The main model for such a system already operates in the European Union, which has called on all industrialized countries to have systems in place by 2015 and for rapidly emerging economies like China and India to adopt them by 2020. A similar system is being debated in the United States.
But even if a global market develops, many experts warn that carbon trading should not be relied on to deliver the scale of emissions cuts needed to keep the rise in global temperatures within a range that scientists say would prevent dangerous changes. This has led many analysts to conclude that Russia could scuttle the talks altogether by keeping its credits.
Shamanov, however, added a new twist to the terms under which it is arguing to keep its credits: Instead of flooding the world market with cheap carbon credits, Russia would rather hold on to them for their own use to offset the growth of their own industry.
This provided a segue for Shamanov to underscore another point that Russia has been insistent on since negotiations began – the being that the Copenhagen Summit not become an extension of the Kyoto Protocol. Yet he added the caveat that its principles would not be tossed out with the trash.
“We are not against Kyoto; we are against a continuation of Kyoto,” he told Bellona.
“Under a new regime, we can import the good” from Kyoto, he said. “It is not a simple question.”
In reference to other meetings of the Russian delegation with Bellona and other NGOs earlier this week, Alexei Kokorin of the World Wildlife Federation Russia, noted during a Monday briefing that the Russia’s delegation did not seem to be operating in any close dialogue with Moscow.
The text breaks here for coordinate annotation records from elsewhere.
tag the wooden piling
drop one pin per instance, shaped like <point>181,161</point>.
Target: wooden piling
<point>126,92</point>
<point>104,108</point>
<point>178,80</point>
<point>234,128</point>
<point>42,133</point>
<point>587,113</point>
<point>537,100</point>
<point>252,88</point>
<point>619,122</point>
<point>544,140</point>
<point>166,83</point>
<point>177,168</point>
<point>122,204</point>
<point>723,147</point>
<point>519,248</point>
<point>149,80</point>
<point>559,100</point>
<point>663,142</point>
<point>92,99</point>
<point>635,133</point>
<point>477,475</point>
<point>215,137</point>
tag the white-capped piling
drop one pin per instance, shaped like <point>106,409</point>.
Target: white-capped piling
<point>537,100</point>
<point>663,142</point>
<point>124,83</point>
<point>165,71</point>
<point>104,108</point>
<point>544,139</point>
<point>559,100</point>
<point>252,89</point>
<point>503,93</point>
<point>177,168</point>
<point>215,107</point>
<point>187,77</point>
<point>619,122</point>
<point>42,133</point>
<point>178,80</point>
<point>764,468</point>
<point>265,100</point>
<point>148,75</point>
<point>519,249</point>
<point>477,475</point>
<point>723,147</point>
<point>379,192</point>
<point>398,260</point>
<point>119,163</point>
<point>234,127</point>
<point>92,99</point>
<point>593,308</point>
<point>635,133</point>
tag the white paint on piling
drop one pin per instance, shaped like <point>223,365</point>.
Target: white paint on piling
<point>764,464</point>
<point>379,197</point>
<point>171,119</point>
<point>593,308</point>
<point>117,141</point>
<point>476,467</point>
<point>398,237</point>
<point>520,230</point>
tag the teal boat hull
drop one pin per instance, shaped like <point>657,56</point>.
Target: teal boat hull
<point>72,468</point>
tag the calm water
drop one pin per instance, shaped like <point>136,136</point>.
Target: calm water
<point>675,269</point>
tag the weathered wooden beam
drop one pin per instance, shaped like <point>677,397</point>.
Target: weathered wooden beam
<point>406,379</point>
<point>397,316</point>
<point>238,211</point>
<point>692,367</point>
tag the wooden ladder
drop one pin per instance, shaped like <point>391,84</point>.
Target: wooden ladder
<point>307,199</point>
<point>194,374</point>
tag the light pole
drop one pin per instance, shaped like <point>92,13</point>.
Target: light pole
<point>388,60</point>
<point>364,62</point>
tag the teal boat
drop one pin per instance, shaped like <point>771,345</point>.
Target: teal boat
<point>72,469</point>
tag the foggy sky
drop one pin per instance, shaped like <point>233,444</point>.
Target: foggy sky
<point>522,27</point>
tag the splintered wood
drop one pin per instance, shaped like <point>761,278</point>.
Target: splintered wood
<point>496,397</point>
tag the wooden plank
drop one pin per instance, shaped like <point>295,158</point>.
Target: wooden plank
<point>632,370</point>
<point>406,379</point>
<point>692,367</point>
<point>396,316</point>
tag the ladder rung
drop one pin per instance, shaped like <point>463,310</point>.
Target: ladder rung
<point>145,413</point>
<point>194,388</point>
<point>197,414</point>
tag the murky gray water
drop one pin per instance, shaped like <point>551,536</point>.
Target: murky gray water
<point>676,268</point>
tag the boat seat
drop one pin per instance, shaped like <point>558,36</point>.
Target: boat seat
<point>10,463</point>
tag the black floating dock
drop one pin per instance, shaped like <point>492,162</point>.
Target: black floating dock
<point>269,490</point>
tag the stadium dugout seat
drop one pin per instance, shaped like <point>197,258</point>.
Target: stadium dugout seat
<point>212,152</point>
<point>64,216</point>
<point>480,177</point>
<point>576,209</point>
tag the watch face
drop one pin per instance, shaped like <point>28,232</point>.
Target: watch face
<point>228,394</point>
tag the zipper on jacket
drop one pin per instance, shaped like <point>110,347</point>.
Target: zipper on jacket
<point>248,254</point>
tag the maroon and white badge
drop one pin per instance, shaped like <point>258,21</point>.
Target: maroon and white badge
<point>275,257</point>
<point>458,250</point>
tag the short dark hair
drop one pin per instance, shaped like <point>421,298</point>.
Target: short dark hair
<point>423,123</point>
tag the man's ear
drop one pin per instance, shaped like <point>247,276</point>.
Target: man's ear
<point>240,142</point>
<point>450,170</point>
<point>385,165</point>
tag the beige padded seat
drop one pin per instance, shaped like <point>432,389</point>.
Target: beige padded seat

Indeed, Shamanov seemed to somewhat confirm that by saying that the delegation left with a specific set of marching orders.
“We are working for progress,” he said. “We are working toward clear obligtions” in emissions cuts, all of which were agreed to at the highest levels prior to the delegation’s departure.
Yet there still remains a great deal of uncertainty at home over what will become of Russia’s climate doctrine, which it tabled in May and has not moved forward on.
“I don’t know why it hasn’t been signed,” said Shamanov, “and why its being tortured through so much bureaucracy.”
He told the NGO representative that “we are likeminded in wanting the doctrine.”